Picture it 1985: Regan was in the Oval Office. The Cold War was still pretty hot, and AIDS was killing all the right people – black men, intravenous drug users, faggots, and all the other undesirables. Or at least that’s what one felt coming from certain blocks of the American electorate. While I’ve lived in the Ville my entire life, I was new to the urban setting and living on the edge of the Gay Ghetto. I’d reached deep within, screwed my courage to the wall and was ready to come bursting out, but Acquired Immune Deficiency Syndrome kept me on the threshold between the light of the world and the familiar, if smothering, darkness of the closet. I went into a sexual limbo – at least semantically.
After the initial national scare, AIDS became kinda hip — well supporting AIDS awareness anyway. Celebrities wore red ribbons on their lapels and gowns at awards shows, and everyone felt a sense of pride that we were on the right track. World AIDS Day was the Day Without Art when we’d darken the gallery and play dirges. We, too, wore red ribbons, and since we were not ignoring the problem it felt like maybe this would be the last year without a cure or vaccine. We gained hope, and it really did outshine the mistery. They weren’t like the very early days when Gay Cancer was God’s scourge.
Somewhere along the way, we got complacent. A new cause celebre came of the scene, and people continued to die. Acquired Immune Deficiency Syndrome (cause by the human immunodeficiency virus) doesn’t just kill gays, or intravenous drug users, or black men on the down low, or prostitutes. It kills children, wives, fathers. It’s estimated that 88% of the population of Africa is infected with the virus, and there are more AIDS deaths in Africa than anywhere else on the planet.
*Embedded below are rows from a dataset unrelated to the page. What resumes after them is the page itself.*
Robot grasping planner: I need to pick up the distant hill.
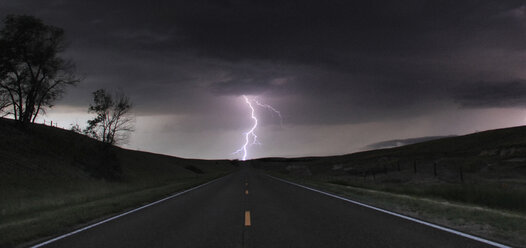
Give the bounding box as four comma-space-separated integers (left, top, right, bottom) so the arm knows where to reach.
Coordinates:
255, 125, 526, 183
365, 135, 456, 150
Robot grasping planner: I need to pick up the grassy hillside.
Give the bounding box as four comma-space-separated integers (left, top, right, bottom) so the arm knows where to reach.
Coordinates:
257, 125, 526, 186
0, 118, 236, 247
254, 125, 526, 246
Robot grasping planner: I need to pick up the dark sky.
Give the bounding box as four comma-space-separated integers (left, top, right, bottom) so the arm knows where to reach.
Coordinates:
3, 0, 526, 159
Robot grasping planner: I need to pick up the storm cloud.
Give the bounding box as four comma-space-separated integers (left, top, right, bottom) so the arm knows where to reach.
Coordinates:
454, 80, 526, 108
2, 0, 526, 158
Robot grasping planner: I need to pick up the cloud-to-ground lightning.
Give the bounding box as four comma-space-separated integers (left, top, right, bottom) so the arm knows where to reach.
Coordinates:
234, 95, 258, 161
234, 95, 282, 161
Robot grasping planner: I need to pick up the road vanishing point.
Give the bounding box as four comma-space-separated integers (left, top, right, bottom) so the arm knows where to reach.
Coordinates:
31, 167, 507, 248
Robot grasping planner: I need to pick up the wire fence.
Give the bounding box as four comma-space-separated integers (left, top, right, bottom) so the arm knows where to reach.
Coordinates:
38, 119, 67, 130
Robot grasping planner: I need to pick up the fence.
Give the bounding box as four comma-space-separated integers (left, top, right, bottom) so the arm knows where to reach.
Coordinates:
352, 160, 468, 184
38, 119, 66, 129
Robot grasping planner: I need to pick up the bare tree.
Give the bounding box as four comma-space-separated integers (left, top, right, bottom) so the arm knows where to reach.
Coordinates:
84, 89, 134, 145
0, 15, 79, 124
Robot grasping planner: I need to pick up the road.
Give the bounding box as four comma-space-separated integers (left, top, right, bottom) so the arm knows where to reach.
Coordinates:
34, 167, 500, 248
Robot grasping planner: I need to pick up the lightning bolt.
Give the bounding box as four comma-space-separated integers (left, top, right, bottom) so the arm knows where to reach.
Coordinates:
234, 95, 282, 161
254, 98, 283, 128
234, 95, 258, 161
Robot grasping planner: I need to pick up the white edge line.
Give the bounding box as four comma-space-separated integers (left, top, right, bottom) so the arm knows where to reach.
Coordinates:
267, 175, 512, 248
30, 175, 228, 248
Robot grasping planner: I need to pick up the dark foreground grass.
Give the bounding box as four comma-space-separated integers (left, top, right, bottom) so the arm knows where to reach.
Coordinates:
327, 179, 526, 213
271, 172, 526, 247
0, 118, 237, 247
2, 174, 228, 248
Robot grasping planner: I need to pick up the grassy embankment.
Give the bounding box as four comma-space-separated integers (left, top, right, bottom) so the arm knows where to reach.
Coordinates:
255, 126, 526, 247
0, 118, 236, 247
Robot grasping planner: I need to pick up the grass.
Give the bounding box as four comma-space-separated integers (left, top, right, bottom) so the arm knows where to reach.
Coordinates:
3, 119, 526, 246
0, 118, 237, 247
254, 125, 526, 247
270, 172, 526, 247
2, 175, 226, 248
326, 179, 526, 213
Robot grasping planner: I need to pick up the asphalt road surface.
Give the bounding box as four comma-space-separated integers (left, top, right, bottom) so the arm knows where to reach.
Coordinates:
35, 167, 499, 248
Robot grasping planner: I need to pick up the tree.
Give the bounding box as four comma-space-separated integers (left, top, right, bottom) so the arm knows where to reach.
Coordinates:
69, 123, 82, 133
84, 89, 134, 145
0, 15, 79, 124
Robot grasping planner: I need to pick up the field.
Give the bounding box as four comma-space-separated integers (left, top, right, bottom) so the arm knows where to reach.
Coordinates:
0, 118, 236, 247
254, 125, 526, 247
3, 116, 526, 247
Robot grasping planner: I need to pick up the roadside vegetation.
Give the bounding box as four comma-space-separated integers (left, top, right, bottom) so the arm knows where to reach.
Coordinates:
255, 125, 526, 247
324, 179, 526, 214
0, 118, 236, 247
272, 176, 526, 247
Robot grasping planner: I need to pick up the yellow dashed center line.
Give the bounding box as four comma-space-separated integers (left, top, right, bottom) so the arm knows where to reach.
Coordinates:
245, 211, 251, 226
244, 179, 251, 226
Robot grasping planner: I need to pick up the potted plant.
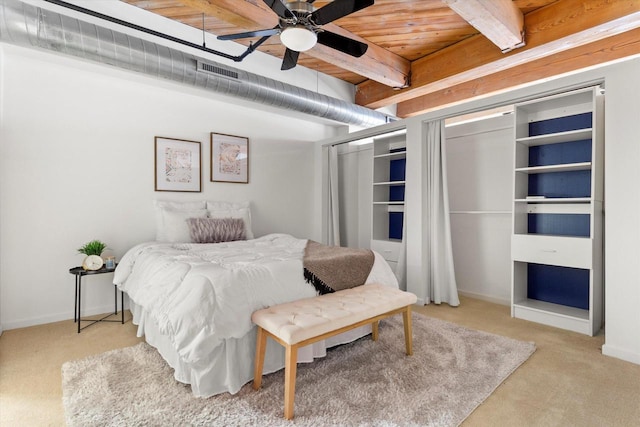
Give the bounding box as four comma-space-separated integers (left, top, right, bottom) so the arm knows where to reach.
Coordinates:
78, 240, 108, 271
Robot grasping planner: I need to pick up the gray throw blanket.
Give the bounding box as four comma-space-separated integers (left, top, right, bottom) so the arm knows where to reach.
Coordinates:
303, 240, 375, 295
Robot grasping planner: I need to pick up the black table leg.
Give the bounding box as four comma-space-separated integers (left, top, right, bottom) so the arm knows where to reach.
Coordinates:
77, 276, 82, 334
121, 291, 125, 324
74, 275, 78, 323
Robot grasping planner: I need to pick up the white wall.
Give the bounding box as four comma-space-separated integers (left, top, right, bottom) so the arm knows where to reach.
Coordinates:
446, 114, 514, 305
0, 44, 342, 330
600, 62, 640, 364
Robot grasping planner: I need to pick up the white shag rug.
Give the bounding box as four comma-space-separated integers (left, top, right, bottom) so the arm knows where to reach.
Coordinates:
62, 314, 535, 426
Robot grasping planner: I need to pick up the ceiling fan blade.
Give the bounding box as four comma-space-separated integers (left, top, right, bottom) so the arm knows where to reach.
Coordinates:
281, 48, 300, 70
262, 0, 295, 20
310, 0, 374, 26
317, 31, 368, 57
217, 28, 279, 41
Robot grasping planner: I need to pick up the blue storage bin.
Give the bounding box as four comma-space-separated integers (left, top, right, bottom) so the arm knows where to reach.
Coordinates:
528, 170, 591, 198
388, 212, 403, 240
529, 139, 591, 167
527, 263, 590, 310
527, 213, 590, 237
529, 112, 592, 136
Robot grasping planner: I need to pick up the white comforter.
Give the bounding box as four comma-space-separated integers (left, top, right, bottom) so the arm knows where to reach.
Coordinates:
114, 234, 397, 375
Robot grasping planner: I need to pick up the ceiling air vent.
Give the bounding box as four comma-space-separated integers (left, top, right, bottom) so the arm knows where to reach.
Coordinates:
196, 61, 239, 80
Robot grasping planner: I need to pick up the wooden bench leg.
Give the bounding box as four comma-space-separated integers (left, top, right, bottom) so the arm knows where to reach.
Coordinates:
402, 306, 413, 356
284, 344, 298, 420
253, 326, 267, 390
371, 320, 379, 341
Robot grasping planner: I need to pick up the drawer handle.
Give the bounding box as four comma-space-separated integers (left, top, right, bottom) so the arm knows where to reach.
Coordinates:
383, 250, 392, 253
541, 249, 557, 253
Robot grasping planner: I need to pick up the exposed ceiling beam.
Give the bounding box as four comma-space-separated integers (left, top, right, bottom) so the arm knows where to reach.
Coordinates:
356, 0, 640, 110
396, 27, 640, 117
177, 0, 410, 88
179, 0, 276, 29
442, 0, 524, 52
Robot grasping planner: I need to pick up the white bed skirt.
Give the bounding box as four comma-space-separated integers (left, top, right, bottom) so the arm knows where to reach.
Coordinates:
129, 299, 373, 397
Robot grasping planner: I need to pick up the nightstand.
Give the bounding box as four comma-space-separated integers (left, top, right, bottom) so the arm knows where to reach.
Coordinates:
69, 265, 125, 333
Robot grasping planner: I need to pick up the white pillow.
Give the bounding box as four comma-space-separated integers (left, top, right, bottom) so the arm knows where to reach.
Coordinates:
154, 200, 207, 242
206, 201, 250, 211
160, 208, 208, 242
208, 207, 254, 240
155, 200, 206, 210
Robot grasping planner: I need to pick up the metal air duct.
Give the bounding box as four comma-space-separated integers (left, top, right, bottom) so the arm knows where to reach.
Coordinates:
0, 0, 393, 127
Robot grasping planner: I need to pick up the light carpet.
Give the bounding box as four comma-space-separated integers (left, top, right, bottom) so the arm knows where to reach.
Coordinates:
62, 314, 535, 427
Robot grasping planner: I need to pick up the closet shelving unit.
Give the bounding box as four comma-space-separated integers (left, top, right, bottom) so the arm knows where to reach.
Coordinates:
371, 133, 406, 273
511, 86, 604, 336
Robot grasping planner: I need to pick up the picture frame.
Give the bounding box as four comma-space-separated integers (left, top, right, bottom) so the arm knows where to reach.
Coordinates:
210, 132, 249, 184
154, 136, 201, 192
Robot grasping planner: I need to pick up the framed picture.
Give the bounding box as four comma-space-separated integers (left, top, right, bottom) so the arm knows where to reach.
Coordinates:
210, 133, 249, 184
154, 136, 201, 192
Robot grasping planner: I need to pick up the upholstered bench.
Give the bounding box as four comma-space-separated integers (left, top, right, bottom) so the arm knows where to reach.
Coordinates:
251, 283, 418, 420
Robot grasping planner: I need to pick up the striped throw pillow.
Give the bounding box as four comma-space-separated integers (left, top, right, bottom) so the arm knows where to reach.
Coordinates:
186, 217, 246, 243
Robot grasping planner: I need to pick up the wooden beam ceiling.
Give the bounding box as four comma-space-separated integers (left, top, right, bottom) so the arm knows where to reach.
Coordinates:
178, 0, 410, 88
356, 0, 640, 111
397, 27, 640, 117
122, 0, 640, 120
442, 0, 524, 52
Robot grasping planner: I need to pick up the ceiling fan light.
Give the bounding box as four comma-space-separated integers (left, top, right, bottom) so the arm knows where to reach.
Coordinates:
280, 26, 317, 52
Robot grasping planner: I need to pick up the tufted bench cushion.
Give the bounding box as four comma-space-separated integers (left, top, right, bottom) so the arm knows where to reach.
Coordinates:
251, 283, 418, 420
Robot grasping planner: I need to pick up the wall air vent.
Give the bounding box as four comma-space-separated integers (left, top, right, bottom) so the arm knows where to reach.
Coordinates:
196, 61, 239, 80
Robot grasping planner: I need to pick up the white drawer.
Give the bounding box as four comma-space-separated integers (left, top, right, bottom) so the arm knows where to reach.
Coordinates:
511, 234, 592, 269
370, 239, 401, 262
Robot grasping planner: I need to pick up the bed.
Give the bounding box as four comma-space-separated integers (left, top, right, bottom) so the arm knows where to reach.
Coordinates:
112, 201, 399, 397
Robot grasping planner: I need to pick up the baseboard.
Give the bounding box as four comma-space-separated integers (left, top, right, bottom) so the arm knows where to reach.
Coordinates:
457, 290, 510, 306
416, 291, 509, 307
1, 302, 125, 331
602, 343, 640, 366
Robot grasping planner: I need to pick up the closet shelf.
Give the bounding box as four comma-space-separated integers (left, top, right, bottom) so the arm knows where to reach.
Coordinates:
513, 299, 589, 321
372, 132, 406, 245
516, 128, 592, 147
515, 162, 591, 174
373, 180, 406, 186
514, 197, 591, 203
511, 85, 603, 336
373, 151, 406, 160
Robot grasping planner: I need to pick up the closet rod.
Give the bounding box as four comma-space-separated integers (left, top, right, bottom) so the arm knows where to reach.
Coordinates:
449, 211, 511, 214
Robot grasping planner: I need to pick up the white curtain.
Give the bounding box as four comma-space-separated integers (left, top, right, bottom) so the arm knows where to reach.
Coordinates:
396, 211, 407, 291
422, 120, 459, 305
326, 144, 341, 246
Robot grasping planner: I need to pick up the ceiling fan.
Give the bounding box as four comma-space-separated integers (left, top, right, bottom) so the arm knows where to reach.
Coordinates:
217, 0, 374, 70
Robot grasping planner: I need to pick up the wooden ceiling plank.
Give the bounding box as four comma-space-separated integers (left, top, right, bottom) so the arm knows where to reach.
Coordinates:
512, 0, 556, 14
396, 27, 640, 117
442, 0, 524, 52
318, 22, 410, 88
174, 0, 410, 88
176, 0, 277, 29
356, 0, 640, 109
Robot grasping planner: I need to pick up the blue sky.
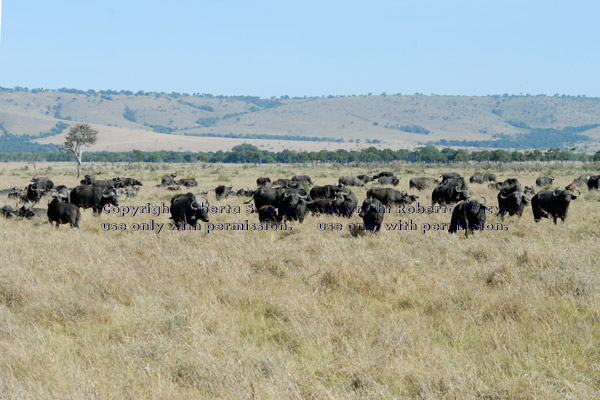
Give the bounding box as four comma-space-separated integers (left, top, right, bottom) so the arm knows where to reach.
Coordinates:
0, 1, 599, 98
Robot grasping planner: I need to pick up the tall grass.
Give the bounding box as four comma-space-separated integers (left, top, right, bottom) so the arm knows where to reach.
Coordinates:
0, 163, 599, 399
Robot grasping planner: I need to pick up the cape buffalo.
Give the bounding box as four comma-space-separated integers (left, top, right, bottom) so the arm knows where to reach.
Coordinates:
170, 193, 209, 226
273, 178, 292, 187
409, 177, 438, 190
337, 190, 358, 218
257, 205, 281, 224
536, 177, 554, 187
448, 199, 487, 235
247, 186, 287, 209
532, 189, 580, 224
587, 175, 600, 191
441, 172, 462, 181
497, 188, 530, 220
69, 186, 120, 216
308, 196, 346, 216
372, 171, 395, 180
469, 174, 484, 184
359, 197, 385, 233
310, 185, 349, 200
18, 203, 47, 219
378, 176, 400, 186
291, 175, 314, 186
367, 187, 417, 206
160, 173, 177, 186
431, 184, 469, 205
357, 174, 373, 184
31, 177, 54, 191
338, 176, 364, 187
256, 177, 271, 186
178, 178, 198, 188
47, 198, 80, 228
215, 185, 233, 200
483, 173, 497, 182
236, 188, 254, 197
1, 204, 18, 219
24, 184, 44, 204
278, 189, 311, 223
123, 177, 143, 187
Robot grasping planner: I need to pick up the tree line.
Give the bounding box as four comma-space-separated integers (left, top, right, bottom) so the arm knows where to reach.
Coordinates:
1, 145, 599, 164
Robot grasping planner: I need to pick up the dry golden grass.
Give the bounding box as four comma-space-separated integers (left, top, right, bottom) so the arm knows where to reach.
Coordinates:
0, 162, 599, 399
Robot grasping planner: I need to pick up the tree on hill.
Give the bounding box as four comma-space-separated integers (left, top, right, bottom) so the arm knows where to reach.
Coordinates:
61, 123, 98, 178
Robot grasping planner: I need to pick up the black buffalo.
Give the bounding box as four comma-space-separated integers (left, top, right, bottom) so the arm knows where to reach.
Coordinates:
69, 186, 119, 216
372, 171, 395, 180
359, 197, 385, 233
441, 172, 463, 181
431, 184, 469, 205
367, 187, 417, 206
53, 185, 71, 202
469, 174, 485, 184
310, 184, 349, 200
215, 185, 233, 200
441, 176, 468, 191
47, 198, 80, 228
291, 175, 314, 186
80, 176, 116, 188
18, 203, 47, 219
336, 190, 358, 218
80, 175, 95, 185
308, 196, 346, 216
278, 189, 311, 223
409, 177, 438, 190
338, 176, 364, 187
178, 178, 198, 188
273, 178, 292, 187
123, 177, 143, 187
587, 175, 600, 191
1, 204, 18, 219
497, 188, 530, 220
256, 177, 271, 186
532, 189, 580, 224
170, 193, 209, 226
378, 176, 400, 186
31, 177, 54, 191
536, 177, 554, 187
236, 188, 254, 197
500, 178, 520, 189
24, 183, 44, 204
160, 173, 178, 186
357, 174, 374, 184
257, 205, 281, 224
483, 173, 497, 182
7, 187, 24, 199
247, 186, 288, 209
448, 199, 487, 234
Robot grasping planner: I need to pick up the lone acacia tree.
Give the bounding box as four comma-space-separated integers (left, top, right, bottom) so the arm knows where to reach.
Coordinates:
62, 123, 98, 178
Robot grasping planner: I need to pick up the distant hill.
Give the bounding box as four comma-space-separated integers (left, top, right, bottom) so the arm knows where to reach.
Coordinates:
0, 87, 599, 152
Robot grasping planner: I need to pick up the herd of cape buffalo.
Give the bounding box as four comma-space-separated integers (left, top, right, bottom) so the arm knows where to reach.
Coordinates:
1, 170, 599, 234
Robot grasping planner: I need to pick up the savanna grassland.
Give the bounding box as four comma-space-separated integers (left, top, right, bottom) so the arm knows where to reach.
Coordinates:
1, 161, 600, 399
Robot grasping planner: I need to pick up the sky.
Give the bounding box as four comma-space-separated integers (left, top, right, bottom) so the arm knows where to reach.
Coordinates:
0, 0, 599, 98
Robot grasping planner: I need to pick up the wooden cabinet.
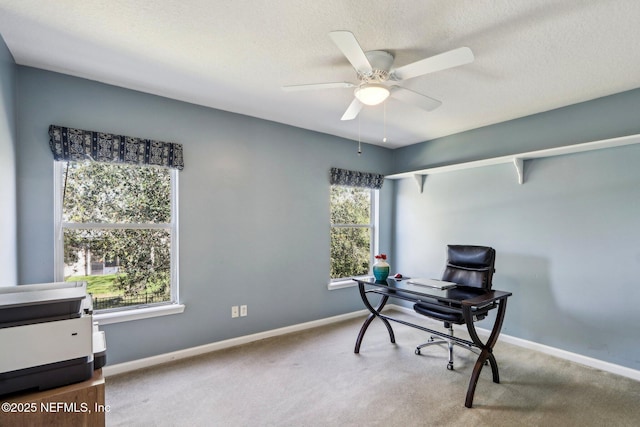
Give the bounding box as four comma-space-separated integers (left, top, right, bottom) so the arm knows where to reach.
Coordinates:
0, 369, 105, 427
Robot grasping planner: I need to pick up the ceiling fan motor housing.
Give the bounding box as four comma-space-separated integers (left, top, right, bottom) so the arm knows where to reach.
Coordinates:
358, 50, 394, 83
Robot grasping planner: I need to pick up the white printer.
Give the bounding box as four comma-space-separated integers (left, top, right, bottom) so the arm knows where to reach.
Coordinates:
0, 282, 106, 396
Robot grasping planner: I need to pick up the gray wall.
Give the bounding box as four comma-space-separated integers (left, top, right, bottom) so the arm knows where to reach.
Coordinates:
391, 90, 640, 371
14, 67, 394, 364
0, 35, 17, 286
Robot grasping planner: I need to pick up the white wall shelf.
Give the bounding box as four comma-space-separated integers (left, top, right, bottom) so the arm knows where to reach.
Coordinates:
386, 133, 640, 192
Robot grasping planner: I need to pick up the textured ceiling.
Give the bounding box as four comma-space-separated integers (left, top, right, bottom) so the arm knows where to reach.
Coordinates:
1, 0, 639, 148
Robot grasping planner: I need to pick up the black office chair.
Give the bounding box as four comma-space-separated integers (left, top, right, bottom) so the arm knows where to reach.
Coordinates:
413, 245, 496, 370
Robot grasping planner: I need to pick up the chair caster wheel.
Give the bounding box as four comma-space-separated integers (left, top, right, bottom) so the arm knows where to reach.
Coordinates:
415, 349, 421, 355
447, 363, 454, 371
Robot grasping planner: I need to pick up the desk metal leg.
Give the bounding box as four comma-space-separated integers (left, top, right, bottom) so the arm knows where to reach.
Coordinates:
462, 297, 508, 408
354, 285, 395, 353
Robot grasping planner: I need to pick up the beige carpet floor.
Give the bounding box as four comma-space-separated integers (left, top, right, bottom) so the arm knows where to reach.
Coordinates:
105, 310, 640, 426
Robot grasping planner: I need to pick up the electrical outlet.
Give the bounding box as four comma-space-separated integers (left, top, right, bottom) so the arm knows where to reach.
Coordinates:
231, 305, 239, 318
240, 305, 247, 317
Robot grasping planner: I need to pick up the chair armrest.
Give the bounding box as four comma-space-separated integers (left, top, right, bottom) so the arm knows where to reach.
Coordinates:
461, 290, 512, 307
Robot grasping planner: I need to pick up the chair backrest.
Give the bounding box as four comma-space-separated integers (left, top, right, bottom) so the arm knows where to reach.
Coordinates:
441, 245, 495, 291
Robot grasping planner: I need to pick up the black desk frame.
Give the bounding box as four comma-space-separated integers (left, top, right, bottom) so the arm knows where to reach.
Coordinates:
353, 277, 512, 408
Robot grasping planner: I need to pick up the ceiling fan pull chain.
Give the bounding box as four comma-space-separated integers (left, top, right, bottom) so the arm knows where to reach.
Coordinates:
383, 101, 387, 143
358, 114, 362, 155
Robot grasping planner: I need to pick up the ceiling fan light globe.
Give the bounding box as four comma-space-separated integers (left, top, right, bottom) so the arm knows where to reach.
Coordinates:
354, 84, 390, 106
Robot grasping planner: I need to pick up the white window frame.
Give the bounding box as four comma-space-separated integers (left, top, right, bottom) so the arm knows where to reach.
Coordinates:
53, 161, 184, 324
328, 187, 379, 290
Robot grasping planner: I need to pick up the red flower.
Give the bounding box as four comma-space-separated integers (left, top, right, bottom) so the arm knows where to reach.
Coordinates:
375, 254, 387, 260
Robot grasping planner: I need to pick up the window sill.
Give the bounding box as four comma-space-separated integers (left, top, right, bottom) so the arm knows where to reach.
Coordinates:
328, 279, 359, 290
94, 303, 185, 325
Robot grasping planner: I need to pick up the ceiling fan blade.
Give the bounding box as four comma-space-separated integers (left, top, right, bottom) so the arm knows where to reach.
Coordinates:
391, 47, 474, 81
341, 98, 363, 121
389, 86, 442, 111
329, 31, 372, 74
282, 82, 355, 92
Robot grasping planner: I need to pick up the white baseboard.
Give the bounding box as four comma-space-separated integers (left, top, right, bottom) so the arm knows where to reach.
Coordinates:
489, 331, 640, 381
103, 305, 640, 382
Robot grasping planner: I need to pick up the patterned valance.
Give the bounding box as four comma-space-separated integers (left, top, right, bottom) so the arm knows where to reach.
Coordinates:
330, 167, 384, 189
48, 125, 184, 170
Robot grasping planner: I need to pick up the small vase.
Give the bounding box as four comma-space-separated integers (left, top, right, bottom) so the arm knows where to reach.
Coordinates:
373, 259, 390, 282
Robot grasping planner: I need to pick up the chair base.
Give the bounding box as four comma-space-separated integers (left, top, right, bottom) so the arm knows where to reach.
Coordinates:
414, 324, 483, 370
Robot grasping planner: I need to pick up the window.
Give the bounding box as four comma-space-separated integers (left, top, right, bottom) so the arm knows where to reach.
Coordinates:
330, 185, 378, 281
54, 161, 178, 312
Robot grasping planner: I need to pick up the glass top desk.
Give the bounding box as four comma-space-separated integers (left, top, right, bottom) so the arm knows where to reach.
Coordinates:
352, 276, 512, 408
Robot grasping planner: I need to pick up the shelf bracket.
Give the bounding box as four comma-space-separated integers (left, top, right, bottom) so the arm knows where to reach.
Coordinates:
513, 158, 524, 184
414, 174, 427, 193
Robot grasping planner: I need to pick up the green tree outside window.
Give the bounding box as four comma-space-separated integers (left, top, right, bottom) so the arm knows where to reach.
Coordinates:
330, 185, 374, 280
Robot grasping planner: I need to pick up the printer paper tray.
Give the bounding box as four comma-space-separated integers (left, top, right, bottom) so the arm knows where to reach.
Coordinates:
0, 357, 93, 397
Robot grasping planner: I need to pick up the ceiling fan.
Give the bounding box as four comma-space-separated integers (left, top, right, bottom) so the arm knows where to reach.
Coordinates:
282, 31, 474, 120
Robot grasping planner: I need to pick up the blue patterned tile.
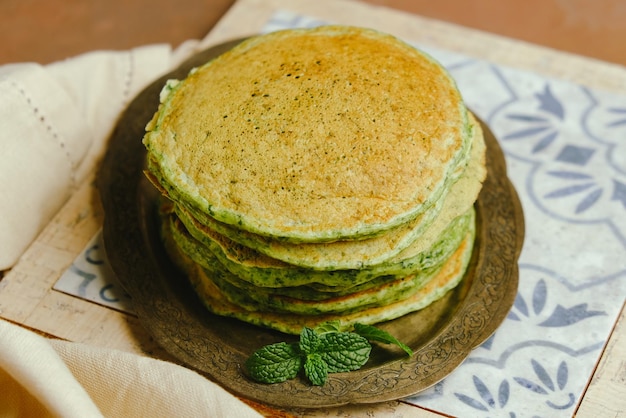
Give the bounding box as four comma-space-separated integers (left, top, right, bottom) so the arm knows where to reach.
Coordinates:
54, 230, 134, 315
555, 144, 595, 165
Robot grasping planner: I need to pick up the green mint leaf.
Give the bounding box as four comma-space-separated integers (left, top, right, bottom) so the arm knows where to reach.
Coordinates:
246, 323, 407, 386
245, 342, 302, 384
313, 320, 342, 334
304, 353, 329, 386
317, 332, 371, 373
353, 323, 413, 356
299, 327, 320, 353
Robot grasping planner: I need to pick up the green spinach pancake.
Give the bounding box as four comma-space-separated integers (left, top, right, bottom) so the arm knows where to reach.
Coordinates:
143, 25, 486, 334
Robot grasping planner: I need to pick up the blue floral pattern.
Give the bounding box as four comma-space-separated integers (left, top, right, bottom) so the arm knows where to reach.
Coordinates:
53, 230, 133, 314
55, 11, 626, 417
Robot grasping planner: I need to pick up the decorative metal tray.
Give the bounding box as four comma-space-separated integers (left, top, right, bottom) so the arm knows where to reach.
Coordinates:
98, 39, 524, 408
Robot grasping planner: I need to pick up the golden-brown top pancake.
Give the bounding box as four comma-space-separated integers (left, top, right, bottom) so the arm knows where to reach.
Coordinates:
144, 25, 471, 242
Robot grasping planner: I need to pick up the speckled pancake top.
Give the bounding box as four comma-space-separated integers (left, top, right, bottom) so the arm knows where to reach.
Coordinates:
143, 25, 470, 241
I let myself be scared into the closet when the Regan Administration, essentially, ignored the problem. I stayed in a sexual identity limbo while the Clinton Administration got on with the business of creating Don’t Ask/Don’t Tell. I got vocal in Bush II’s administration. I started putting my checkbook and my shoe leather to various AIDS causes. There’s an AIDS remembrance tattoo on my left hip, and an Until There’s a Cure bracelet on my wrist.And while I’m happy to donate and take part each and every year, I’ll be fuckin’ glad when we no longer need the Louisville AIDS Walk because we’ve cured the disease. I will gladly tear the black stripe from the Victory Over AIDS rainbow flag, and toss that bracelet into the OHIO — or maybe I’ll keep it as a symbol of what we’ve overcome.
Again this year, I adorn my blog, with the AIDS Ribbon. I remember those who lost the battle against AIDS and those who live with the disease daily. And I pray, in on my own time and in my own space for an end to the pandemic. May it be so.